これらの欠陥はCVE-2026-1281およびCVE-2026-1340として追跡されており、いずれもコードインジェクションの問題に起因し、最大CVSS深刻度スコア9.8を持つことから、影響を受ける環境に対して重大なリスクを示しています。
両脆弱性はいずれも、脆弱なEPMMインスタンス上で認証なしに任意のコードを実行できるようにします。
攻撃に必要なのはネットワークアクセスのみで、追加の権限やユーザー操作は不要です。Ivantiは、公表時点で既に限られた数の顧客が悪用を受けていることを確認しており、これらの欠陥がもたらす脅威が現在進行形であることを裏付けています。
注目すべき点として、脆弱性はEPMMに限定されており、Ivanti Neurons for MDMのようなクラウドベースのソリューションやIvanti Endpoint Manager(EPM)を含む他のIvanti製品には影響しません。
Sentry連携を伴うIvantiのクラウド製品を利用している顧客は、これらの特定の脆弱性の影響を受けません。
複数のEPMMバージョンが脆弱であり、12.5.0.0、12.6.0.0、12.7.0.0、12.5.1.0、12.6.1.0が含まれます。Ivantiは各バージョントラックに対応したRPMパッチファイルをリリースしました。
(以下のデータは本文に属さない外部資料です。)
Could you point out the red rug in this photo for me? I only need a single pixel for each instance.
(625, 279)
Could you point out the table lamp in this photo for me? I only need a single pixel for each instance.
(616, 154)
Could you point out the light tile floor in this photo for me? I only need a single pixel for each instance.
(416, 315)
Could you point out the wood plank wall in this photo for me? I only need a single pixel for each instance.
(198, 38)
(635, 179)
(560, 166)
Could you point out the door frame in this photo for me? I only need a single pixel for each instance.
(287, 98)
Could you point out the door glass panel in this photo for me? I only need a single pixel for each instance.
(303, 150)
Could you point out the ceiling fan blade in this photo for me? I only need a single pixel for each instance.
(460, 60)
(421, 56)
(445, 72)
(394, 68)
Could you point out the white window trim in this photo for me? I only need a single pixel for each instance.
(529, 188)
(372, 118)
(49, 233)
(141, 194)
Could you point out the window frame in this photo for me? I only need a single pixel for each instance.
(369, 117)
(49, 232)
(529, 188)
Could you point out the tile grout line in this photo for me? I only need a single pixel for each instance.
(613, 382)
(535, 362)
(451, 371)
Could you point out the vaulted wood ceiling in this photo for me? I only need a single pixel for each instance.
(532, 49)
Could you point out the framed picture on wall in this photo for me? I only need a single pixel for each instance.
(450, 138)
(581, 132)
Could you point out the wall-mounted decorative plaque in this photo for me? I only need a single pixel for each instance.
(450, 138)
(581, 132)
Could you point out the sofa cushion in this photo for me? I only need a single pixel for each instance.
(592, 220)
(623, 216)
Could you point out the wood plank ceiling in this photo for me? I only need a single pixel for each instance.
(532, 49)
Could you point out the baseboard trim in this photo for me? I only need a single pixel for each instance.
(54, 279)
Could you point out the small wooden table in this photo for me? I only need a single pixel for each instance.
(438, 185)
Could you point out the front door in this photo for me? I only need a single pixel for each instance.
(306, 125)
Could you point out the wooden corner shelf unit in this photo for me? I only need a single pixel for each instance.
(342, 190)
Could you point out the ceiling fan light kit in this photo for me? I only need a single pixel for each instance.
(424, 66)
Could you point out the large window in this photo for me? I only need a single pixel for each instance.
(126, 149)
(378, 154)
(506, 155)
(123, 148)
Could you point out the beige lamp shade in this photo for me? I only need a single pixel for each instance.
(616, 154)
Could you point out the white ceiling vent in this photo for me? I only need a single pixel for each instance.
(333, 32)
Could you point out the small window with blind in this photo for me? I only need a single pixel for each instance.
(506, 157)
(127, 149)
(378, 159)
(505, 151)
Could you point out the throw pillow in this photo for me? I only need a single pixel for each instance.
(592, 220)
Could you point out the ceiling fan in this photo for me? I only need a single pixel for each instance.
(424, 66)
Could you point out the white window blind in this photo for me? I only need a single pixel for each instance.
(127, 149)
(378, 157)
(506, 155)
12.5.0.x、12.6.0.x、または12.7.0.xを運用している組織はRPM 12.x.0.xを適用すべきであり、12.5.1.0または12.6.1.0を使用している場合はRPM 12.x.1.xが必要です。
パッチはダウンタイムなしでインストールでき、システム機能にも影響しません。ただし、RPMパッチはバージョンアップグレードを通して保持されないため、RPM適用後にアップグレードする組織はパッチを再インストールする必要があります。インストールには、展開時にRPMのURLへ認証情報を直接プレフィックスとして付与する必要があります。
恒久的な修正はEPMMバージョン12.8.0.0に含まれる予定で、2026年第1四半期に提供見込みです。組織は、リリース後にこのバージョンへの更新を優先し、繰り返しのRPM再適用の必要性を解消すべきです。
最大限のセキュリティ態勢を求める組織に対して、IvantiはEPMMアプライアンス全体を再構築し、データを移行することを推奨しています。これによりデバイスの再登録は不要になります。
この方法は最も包括的な是正戦略ですが、追加の運用負荷を要します。
EPMMインフラを管理する組織は、直ちにパッチ適用を優先すべきです。認証なしアクセス要件、ユーザー操作ゼロ、そして悪用が既に確認されているという組み合わせにより、これらの脆弱性は極めて重大です。
繰り返しのRPM再適用の必要性を解消し、持続的なセキュリティ態勢を確保するため、リリース後はバージョン12.8.0.0を早期に採用することが強く推奨されます。